Threaded runtime support for execution of fine grain parallel code on coarse grain multiprocessors

The goal of this research is to provide systems support that allows fine grain, data parallel code to execute efficiently on much coarser grain multiprocessors. The task of writing parallel applications is simplified by allowing the programmer to assume a number of processors convenient to the algorithm being implemented. This paper describes and evaluates a runtime approach that efficiently manages thousands of virtual processors per actual processor. The limits in using user-level threads as fine grain virtual processors are identified. Key techniques used are tight integration and specialization of scheduling, communication, optimized context switching, and fine-tuned stack management.

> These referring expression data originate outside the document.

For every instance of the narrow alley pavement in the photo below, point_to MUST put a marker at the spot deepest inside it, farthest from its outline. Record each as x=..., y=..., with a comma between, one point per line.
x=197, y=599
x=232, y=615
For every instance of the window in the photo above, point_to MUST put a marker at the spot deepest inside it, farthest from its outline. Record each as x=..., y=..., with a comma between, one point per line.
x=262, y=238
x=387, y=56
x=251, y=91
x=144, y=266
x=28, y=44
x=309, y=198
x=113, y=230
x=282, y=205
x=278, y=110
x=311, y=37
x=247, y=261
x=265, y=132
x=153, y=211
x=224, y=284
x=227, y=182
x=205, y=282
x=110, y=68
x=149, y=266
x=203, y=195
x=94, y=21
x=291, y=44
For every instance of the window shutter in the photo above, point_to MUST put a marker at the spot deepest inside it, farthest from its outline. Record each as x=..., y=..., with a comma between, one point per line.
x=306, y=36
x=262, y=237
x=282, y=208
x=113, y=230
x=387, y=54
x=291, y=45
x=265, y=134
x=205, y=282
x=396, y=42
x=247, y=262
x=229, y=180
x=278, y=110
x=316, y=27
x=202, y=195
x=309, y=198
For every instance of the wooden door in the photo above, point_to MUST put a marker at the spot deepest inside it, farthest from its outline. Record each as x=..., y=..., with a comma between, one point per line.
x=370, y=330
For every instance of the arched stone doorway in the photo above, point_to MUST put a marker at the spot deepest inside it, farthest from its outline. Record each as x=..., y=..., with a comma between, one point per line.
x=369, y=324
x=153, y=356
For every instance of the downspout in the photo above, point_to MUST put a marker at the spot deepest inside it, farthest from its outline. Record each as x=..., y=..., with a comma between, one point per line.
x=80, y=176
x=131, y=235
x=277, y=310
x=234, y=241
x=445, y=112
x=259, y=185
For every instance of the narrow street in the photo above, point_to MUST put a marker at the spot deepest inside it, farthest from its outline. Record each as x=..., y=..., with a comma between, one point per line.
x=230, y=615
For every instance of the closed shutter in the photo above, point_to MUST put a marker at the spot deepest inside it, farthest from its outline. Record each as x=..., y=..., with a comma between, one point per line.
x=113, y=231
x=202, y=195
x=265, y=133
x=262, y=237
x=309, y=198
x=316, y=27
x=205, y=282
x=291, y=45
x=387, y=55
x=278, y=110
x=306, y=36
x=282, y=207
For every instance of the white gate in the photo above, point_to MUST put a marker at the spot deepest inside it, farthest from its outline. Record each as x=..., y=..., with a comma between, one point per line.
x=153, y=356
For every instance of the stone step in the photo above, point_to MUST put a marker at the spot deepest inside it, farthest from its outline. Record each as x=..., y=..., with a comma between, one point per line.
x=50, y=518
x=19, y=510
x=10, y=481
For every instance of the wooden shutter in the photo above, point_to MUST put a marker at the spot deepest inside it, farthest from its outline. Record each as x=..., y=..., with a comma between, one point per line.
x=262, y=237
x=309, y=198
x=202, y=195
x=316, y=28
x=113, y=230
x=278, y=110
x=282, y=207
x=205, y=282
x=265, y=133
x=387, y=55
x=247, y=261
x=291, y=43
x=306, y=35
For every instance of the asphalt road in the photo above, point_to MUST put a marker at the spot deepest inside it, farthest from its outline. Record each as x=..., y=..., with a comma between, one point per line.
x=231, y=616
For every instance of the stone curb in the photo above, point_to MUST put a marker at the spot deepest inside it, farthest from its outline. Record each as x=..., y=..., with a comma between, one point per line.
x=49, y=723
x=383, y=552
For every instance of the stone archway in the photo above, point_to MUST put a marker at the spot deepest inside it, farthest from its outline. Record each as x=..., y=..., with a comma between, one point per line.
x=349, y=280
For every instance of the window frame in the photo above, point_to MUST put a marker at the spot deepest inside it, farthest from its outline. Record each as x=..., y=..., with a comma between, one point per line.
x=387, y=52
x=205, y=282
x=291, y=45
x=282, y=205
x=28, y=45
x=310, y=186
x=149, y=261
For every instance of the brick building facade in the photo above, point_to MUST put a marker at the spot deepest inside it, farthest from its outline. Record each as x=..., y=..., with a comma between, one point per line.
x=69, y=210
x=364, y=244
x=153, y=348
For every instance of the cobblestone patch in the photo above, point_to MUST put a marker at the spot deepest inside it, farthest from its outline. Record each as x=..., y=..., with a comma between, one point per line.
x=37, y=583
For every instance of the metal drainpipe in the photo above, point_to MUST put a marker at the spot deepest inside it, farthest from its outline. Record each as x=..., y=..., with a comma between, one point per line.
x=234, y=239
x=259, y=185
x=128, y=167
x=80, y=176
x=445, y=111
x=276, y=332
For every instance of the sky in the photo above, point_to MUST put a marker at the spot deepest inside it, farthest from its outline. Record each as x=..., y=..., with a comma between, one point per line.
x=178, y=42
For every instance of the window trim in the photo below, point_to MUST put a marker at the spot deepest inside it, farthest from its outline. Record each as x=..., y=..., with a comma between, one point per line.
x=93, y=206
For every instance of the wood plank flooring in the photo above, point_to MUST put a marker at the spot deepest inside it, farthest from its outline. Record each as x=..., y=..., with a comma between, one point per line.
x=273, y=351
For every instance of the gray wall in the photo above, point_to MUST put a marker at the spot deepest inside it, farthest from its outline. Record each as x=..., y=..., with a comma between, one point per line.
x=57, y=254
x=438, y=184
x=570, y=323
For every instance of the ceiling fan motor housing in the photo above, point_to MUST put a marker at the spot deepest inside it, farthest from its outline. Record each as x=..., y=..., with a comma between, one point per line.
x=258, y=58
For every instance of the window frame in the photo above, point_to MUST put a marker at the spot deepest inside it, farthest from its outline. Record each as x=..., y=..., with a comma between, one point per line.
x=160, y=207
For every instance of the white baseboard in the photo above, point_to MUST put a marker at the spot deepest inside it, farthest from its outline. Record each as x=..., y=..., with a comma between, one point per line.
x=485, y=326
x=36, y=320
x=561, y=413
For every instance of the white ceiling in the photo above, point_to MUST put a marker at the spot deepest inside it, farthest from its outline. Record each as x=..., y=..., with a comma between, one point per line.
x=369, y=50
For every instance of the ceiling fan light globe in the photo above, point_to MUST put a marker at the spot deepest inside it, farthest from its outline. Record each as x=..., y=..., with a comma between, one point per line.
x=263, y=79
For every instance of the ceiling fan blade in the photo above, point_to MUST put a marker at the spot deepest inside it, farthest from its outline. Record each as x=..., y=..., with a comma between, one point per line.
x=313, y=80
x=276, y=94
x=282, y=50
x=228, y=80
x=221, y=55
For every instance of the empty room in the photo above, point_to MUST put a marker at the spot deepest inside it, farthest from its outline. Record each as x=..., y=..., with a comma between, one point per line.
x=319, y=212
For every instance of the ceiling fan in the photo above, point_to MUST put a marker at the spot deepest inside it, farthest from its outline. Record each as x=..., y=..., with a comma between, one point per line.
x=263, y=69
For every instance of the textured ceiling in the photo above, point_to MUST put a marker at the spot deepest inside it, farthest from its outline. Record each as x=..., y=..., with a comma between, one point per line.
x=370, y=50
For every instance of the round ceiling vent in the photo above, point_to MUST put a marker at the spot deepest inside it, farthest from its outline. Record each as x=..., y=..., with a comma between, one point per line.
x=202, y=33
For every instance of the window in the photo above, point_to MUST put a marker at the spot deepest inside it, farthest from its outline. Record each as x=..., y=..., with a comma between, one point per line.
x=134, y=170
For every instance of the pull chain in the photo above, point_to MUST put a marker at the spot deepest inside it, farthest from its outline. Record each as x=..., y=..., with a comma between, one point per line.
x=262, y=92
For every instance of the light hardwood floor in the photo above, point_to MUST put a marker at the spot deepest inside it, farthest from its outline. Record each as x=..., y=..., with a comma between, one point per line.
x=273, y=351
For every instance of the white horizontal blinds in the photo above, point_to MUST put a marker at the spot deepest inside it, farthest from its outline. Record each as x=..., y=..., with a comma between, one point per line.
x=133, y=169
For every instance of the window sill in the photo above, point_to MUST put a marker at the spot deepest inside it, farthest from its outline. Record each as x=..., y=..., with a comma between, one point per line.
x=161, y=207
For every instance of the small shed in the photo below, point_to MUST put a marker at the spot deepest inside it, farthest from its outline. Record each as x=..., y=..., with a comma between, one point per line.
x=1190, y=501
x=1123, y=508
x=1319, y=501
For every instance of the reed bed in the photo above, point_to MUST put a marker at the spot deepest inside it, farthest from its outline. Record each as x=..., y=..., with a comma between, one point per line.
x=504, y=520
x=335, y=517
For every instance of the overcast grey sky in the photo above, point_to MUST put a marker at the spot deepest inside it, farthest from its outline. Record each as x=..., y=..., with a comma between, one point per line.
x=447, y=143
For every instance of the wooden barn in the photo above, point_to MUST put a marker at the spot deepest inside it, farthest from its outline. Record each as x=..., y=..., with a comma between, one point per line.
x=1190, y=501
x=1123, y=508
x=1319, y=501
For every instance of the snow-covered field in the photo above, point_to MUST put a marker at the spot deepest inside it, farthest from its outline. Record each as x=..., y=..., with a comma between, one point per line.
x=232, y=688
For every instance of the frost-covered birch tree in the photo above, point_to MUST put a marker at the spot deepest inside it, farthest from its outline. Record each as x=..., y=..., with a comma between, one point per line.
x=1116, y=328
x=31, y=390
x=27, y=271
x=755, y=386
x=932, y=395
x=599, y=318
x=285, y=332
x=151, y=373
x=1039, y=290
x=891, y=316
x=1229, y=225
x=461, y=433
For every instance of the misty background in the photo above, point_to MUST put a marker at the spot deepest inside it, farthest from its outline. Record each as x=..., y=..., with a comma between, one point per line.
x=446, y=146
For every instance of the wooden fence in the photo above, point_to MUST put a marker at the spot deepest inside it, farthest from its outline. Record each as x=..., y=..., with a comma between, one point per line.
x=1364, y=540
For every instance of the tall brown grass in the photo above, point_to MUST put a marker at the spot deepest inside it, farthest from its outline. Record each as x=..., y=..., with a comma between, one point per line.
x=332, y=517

A prototype of this runtime approach is evaluated by comparing implementations of three problems, a smoothing kernel of a thin-layer Navier-Stokes code, a five point stencil problem, and a block bordered system of linear equations on an Intel Paragon multiprocessor and on a network of DEC Alpha workstations. The additional cost relative to an efficient manually contracted code can be as low as 15% for granularities of 50 floating point operations per virtual processor and is typically 5-20% for granularities of about 100 floating point operations per virtual processor. The overhead is analyzed in detail to show the costs of scheduling, communication, context switching, reduced memory performance, and insuring data consistency. The implementation and analysis indicate that fine grain code can be efficiently executed on a coarse grain multiprocessor using very lightweight, specialized threads. (C) 1997 Academic Press.